A recent paper quantifies the economic inequities exacerbated by the way that credit cards that offer rewards to their users work.

Of course the cost of these rewards has to come from somewhere.

This includes the various fees and interest charged by the credit card companies to its users. Unsurprisingly, people with low credit scores are more likely to end up paying these fees.

Now whilst credit rating doesn’t correlate 1:1 with e.g. income - so as the paper says the net effect isn’t a pure “take money from the poor to give to the rich” money grab - it does predictably correlate with various other dimensions of potential privilege. It’s obviously a lot easier to pay off your credit card balance and not incur interest charges if you have a big pile of existing money at your disposal.

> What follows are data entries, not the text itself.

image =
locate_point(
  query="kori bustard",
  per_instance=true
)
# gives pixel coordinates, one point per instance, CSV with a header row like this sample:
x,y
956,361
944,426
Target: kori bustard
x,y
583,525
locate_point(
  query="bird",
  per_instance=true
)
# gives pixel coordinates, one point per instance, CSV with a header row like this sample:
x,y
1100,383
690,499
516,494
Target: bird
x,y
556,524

Credit card companies also make money by charging shops every time a customer uses their credit card. To the extent that the need to fund rewards results in the credit card companies increasing the merchant fees to retailers, who correspondingly increase their products' prices to compensate, that’s also another way that poorer folk may be penalised - a small % increase in cost may not be noticed by the wealthy, but for people in poverty it might be that every penny counts.

Retailers don’t usually charge different prices for customers based on which card they use to purchase something, and so those people who don’t choose to use or do not have access to rewards credit cards may end up paying for other people to get rewards.

We estimate an aggregate annual redistribution of $15 billion from less to more educated, poorer to richer, and high to low minority areas, widening existing spatial disparities.